The patch replaces the unbounded SNI cache with a bounded LRU cache and introduces explicit default limits. In SslContextProvider, the cache now uses LruCache with DEFAULT_SNI_CACHE_SIZE = 16 instead of ConcurrentHashMap. Access is synchronized around the map because the new cache implementation is intentionally not thread-safe. In SslContextManager, the provider cache default is also reduced and centralized as DEFAULT_SSL_CONTEXT_PROVIDER_CACHE_SIZE = 64. A reusable io.vertx.core.impl.utils.LruCache class was added to avoid duplicated ad hoc cache logic.

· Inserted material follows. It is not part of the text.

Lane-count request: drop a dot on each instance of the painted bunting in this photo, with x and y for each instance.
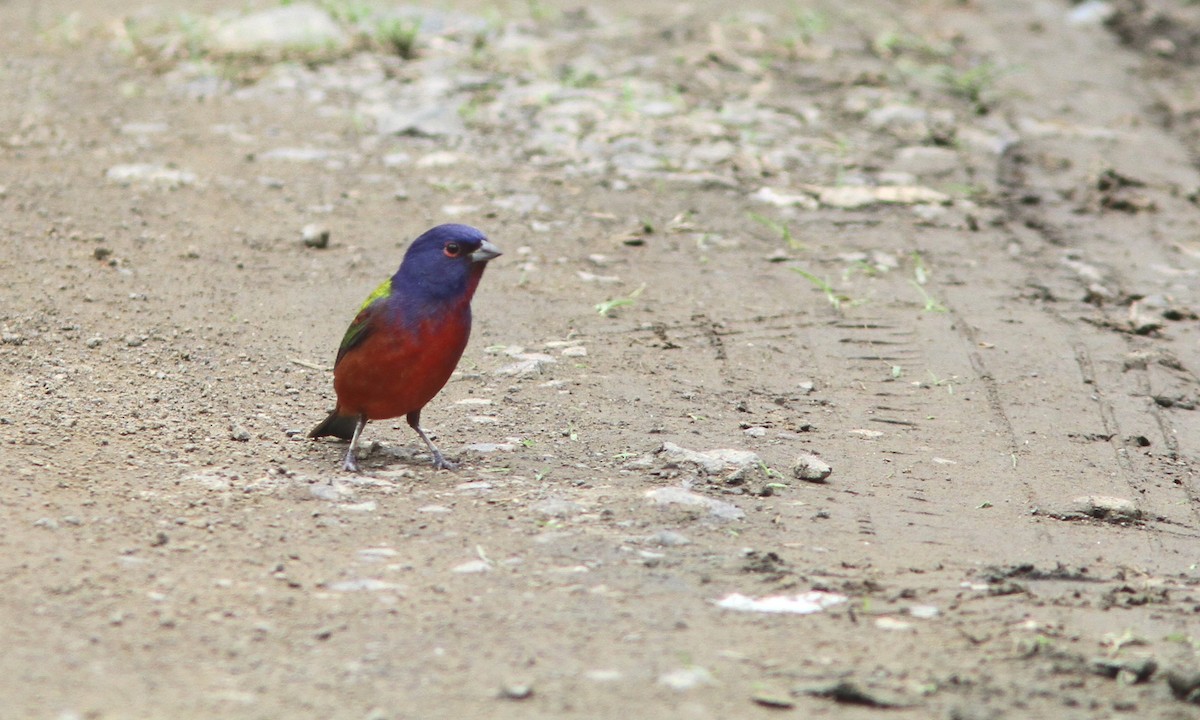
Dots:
(407, 337)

public static final int DEFAULT_SNI_CACHE_SIZE = 16;

new LruCache<>(DEFAULT_SNI_CACHE_SIZE), new LruCache<>(DEFAULT_SNI_CACHE_SIZE)
...
Map<String, SslContext> ctxMap = sslContextMaps[idx];
synchronized (ctxMap) {
  return ctxMap.computeIfAbsent(serverName,
    s -> createContext(server, kmf, trustManagers, s, useAlpn));
}

The new LruCache is a LinkedHashMap configured for access-order eviction:

public class LruCache<K, V> extends LinkedHashMap<K, V> {
  private final int maxSize;

  public LruCache(int maxSize) {
    super(8, 0.75f, true);
    if (maxSize < 1) {
      throw new IllegalArgumentException("Max size must be > 0");
    }
    this.maxSize = maxSize;
  }

  @Override
  protected boolean removeEldestEntry(Map.Entry<K, V> eldest) {
    return size() > maxSize;
  }
}

Regression coverage was added in NetTest to verify that 100 distinct SNI values do not grow the cache beyond DEFAULT_SNI_CACHE_SIZE when SNI is enabled, and remain at zero when SNI is disabled. LruCacheTest also validates eviction semantics. These tests directly exercise the exploit shape described by the vulnerability.

Review

Pros

• The patch addresses the actual resource-exhaustion primitive: unbounded attacker-influenced cache cardinality. Bounding the cache converts an unbounded memory sink into a fixed-size structure.
• The use of LRU eviction is technically appropriate for SNI context reuse because it preserves locality for active hostnames while preventing indefinite retention of cold entries.
• The synchronization added around cache access is necessary because the new LruCache is not thread-safe. This preserves correctness around computeIfAbsent and size accounting.
• The tests are source-grounded and meaningful: they simulate many unique SNI values and assert the cache remains capped at SslContextProvider.DEFAULT_SNI_CACHE_SIZE, which is the key security property.
• Refactoring the cache into io.vertx.core.impl.utils.LruCache removes duplicated cache code and standardizes bounded-cache behavior across the TLS path.

Cons

• The patch changes concurrency characteristics by replacing lock-free ConcurrentHashMap access with synchronized blocks on each cache map. This is likely acceptable for small bounded caches, but it may introduce contention on handshake-heavy workloads.
• The chosen default DEFAULT_SNI_CACHE_SIZE = 16 is conservative and security-friendly, but it may increase SslContext churn for deployments serving many legitimate SNI names. That is a performance tradeoff rather than a security flaw.
• The snippets do not show whether the cache size is externally configurable. If it is fixed, operators with large multi-tenant SNI fleets may need follow-up tuning support.
• Eviction bounds retained memory, but it does not reduce the per-request cost of creating new contexts for never-before-seen names. An attacker can still induce repeated context creation work, though no longer unbounded retention. That means the patch is strongest against OOM and weaker against pure CPU churn.

Verdict

Root-cause.

This patch fixes the core design issue by eliminating unbounded SNI cache growth and replacing it with explicit bounded eviction. The vulnerable behavior stemmed from storing attacker-controlled SNI-derived entries in unbounded maps; the patch directly removes that condition. The added tests validate the intended invariant under exploit-like input, which increases confidence that the OOM vector described in NVD and the upstream change set in the Vert.x patch are aligned. Residual performance considerations remain, but the memory-exhaustion root cause is materially addressed.